The reasons for loneliness can vary, but many cases follow the loss of a spouse through death or divorce. And, increasingly in today’s culture, many are choosing never to marry or never find a life partner.
People can be lonely even if they are among others. Studies suggest that the lonely feel the way they do because they are shunned by others. We must never make people feel rejected or ignored. Every human being is made in the image of God and deserves dignity, respect — and yes — even fellowship.
So ask God to make us more sensitive to those who are lonely among us. The Christian faith does not merely give material goods for the relief of the distressed, it also oversees their care (see Acts 6:1-7 and 1 Timothy 5:3-16). The psalmist says, “The Lord watches over the strangers; He relieves the fatherless and widow” (Psalm 146:9).
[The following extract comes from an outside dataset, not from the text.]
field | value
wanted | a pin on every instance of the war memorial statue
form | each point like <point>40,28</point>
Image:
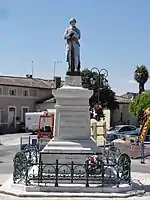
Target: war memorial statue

No one understood — and felt — loneliness as much as Jesus. His loneliness was on full display when the disciples went to sleep rather than pray with Him in Gethsemane. And He experienced vast loneliness while agonizing on the cross as He cried out, “My God, my God, why have you forsaken Me?”
The same Jesus who died on the cross for our sins is with us — even in the deepest, darkest moments of our loneliness. Hebrews 13:5 says it all, “For He Himself has said, I will never leave you nor forsake you. So we may boldly say: The Lord is my helper; I will not fear.”